From: Yonghong Song <yhs@meta.com>
To: Kui-Feng Lee <sinquersw@gmail.com>,
Kui-Feng Lee <thinker.li@gmail.com>,
bpf@vger.kernel.org, ast@kernel.org, martin.lau@linux.dev,
song@kernel.org, kernel-team@meta.com, andrii@kernel.org,
daniel@iogearbox.net, yhs@fb.com, kpsingh@kernel.org,
shuah@kernel.org, john.fastabend@gmail.com, sdf@google.com,
mykolal@fb.com, linux-kselftest@vger.kernel.org,
jolsa@kernel.org, haoluo@google.com
Cc: Kui-Feng Lee <kuifeng@meta.com>
Subject: Re: [PATCH bpf-next v3 1/2] net: bpf: Always call BPF cgroup filters for egress.
Date: Thu, 22 Jun 2023 11:28:05 -0700 [thread overview]
Message-ID: <94226479-8d79-cc83-9ecf-6db0b376a7fd@meta.com> (raw)
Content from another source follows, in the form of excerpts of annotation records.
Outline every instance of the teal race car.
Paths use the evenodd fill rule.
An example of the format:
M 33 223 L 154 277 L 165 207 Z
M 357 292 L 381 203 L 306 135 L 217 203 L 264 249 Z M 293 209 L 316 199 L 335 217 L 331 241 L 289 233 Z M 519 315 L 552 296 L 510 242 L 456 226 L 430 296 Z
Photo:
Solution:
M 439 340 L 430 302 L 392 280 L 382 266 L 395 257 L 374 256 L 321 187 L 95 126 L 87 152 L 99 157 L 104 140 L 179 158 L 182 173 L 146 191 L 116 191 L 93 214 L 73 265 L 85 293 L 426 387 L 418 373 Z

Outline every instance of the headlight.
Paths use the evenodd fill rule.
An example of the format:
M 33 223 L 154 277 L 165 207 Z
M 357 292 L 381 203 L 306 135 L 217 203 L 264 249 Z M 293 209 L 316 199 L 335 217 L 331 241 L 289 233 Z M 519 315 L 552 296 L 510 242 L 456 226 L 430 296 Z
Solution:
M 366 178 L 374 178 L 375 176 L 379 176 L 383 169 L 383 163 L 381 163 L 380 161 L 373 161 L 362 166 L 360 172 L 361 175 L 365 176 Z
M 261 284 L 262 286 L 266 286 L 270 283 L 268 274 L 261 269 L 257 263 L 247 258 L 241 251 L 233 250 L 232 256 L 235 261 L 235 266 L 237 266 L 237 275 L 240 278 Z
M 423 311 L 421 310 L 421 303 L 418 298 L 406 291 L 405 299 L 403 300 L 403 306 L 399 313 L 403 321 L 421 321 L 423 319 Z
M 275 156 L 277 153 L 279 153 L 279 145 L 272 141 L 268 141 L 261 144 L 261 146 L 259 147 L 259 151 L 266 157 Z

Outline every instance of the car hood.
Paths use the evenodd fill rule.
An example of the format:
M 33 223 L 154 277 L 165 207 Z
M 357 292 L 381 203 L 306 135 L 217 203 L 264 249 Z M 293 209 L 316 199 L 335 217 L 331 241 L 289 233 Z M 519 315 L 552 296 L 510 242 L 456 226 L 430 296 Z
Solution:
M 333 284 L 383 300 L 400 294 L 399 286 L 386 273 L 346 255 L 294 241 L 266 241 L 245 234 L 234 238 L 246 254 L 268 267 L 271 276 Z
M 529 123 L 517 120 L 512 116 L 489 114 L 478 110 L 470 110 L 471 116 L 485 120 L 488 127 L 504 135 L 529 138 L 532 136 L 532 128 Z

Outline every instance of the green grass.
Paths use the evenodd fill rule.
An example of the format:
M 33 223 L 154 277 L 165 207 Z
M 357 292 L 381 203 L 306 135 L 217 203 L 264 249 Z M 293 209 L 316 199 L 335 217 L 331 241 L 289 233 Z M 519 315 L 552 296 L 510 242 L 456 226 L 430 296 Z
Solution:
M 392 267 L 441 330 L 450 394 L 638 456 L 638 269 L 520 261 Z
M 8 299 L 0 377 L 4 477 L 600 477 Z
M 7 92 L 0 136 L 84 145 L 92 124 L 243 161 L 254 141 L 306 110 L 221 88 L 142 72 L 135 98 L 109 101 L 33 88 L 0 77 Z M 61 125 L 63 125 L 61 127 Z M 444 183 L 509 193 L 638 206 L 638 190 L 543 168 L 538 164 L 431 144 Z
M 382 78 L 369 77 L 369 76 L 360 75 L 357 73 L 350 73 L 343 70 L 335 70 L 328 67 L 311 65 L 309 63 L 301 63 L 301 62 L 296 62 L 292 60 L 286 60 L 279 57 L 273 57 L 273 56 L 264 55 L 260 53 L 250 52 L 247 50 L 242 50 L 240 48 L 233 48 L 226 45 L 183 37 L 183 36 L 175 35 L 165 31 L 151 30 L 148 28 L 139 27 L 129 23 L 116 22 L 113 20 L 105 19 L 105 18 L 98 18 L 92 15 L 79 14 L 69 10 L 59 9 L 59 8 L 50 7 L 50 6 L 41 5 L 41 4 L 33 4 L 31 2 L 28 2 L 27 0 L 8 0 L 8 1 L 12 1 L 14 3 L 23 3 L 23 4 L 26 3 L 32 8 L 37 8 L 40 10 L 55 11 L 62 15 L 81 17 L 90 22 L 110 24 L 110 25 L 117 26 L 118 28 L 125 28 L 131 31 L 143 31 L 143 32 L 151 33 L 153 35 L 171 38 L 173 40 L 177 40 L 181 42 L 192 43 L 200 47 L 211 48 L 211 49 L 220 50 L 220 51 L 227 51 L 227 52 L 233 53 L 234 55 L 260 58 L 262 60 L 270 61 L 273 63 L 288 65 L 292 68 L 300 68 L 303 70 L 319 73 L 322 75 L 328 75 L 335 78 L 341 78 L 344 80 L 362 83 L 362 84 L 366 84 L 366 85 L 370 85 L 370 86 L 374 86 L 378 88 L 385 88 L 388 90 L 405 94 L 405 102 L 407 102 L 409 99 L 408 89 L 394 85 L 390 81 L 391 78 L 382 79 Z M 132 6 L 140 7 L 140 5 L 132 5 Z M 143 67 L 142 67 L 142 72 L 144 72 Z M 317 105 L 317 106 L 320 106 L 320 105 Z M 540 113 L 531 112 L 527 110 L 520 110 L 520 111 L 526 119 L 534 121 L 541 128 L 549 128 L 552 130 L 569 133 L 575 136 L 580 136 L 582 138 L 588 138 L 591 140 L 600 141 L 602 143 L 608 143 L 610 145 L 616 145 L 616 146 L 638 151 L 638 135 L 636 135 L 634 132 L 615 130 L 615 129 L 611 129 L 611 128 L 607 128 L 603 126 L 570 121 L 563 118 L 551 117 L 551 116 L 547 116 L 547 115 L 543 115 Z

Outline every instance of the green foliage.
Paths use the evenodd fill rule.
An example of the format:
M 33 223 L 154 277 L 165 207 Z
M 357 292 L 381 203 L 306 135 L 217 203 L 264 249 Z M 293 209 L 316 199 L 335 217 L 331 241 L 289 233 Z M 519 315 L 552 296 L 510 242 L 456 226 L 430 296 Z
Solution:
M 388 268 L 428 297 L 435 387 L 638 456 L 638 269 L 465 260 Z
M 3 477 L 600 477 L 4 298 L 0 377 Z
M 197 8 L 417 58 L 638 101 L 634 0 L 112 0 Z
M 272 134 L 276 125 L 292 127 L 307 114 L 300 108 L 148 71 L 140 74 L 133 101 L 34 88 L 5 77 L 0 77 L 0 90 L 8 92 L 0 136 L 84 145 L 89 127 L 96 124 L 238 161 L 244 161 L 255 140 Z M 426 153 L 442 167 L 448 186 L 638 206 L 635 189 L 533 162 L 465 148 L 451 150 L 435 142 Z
In-Reply-To: <2693aaa4-eb33-553c-291c-3eb555452ea6@gmail.com>
On 6/22/23 10:15 AM, Kui-Feng Lee wrote:
>
>
> On 6/21/23 20:37, Yonghong Song wrote:
>>
>>
>> On 6/20/23 10:14 AM, Kui-Feng Lee wrote:
>>> Always call BPF filters if CGROUP BPF is enabled for EGRESS without
>>> checking skb->sk against sk.
>>>
>>> The filters were called only if skb is owned by the sock that the
>>> skb is sent out through. In another words, skb->sk should point to
>>> the sock that it is sending through its egress. However, the filters
>>> would
>>> miss SYNACK skbs that they are owned by a request_sock but sent through
>>> the listening sock, that is the socket listening incoming connections.
>>> This is an unnecessary restrict.
>>
>> The original patch which introduced 'sk == skb->sk' is
>> 3007098494be cgroup: add support for eBPF programs
>> There are no mentioning in commit message why 'sk == skb->sk'
>> is needed. So it is possible that this is just restricted
>> for use cases at that moment. Now there are use cases
>> where 'sk != skb->sk' so removing this check can enable
>> the new use case. Maybe you can add this into your commit
>> message so people can understand the history of 'sk == skb->sk'.
>
> After checking the code and the Alexei's comment[1] again, this check
> may be different from what I thought. In another post[2],
> Daniel Borkmann mentioned
>
> Wouldn't that mean however, when you go through stacked devices that
> you'd run the same eBPF cgroup program for skb->sk multiple times?
>
> I read this paragraph several times.
> This check ensures the filters are only called for the device on
> the top of a stack. So, I probably should change the check to
>
> sk == skb_to_full_sk(skb)
I think this should work. It exactly covers your use case:
they are owned by a request_sock but sent through
the listening sock, that is the socket listening incoming connections
and sk == skb->sk for non request_sock/listening_sock case.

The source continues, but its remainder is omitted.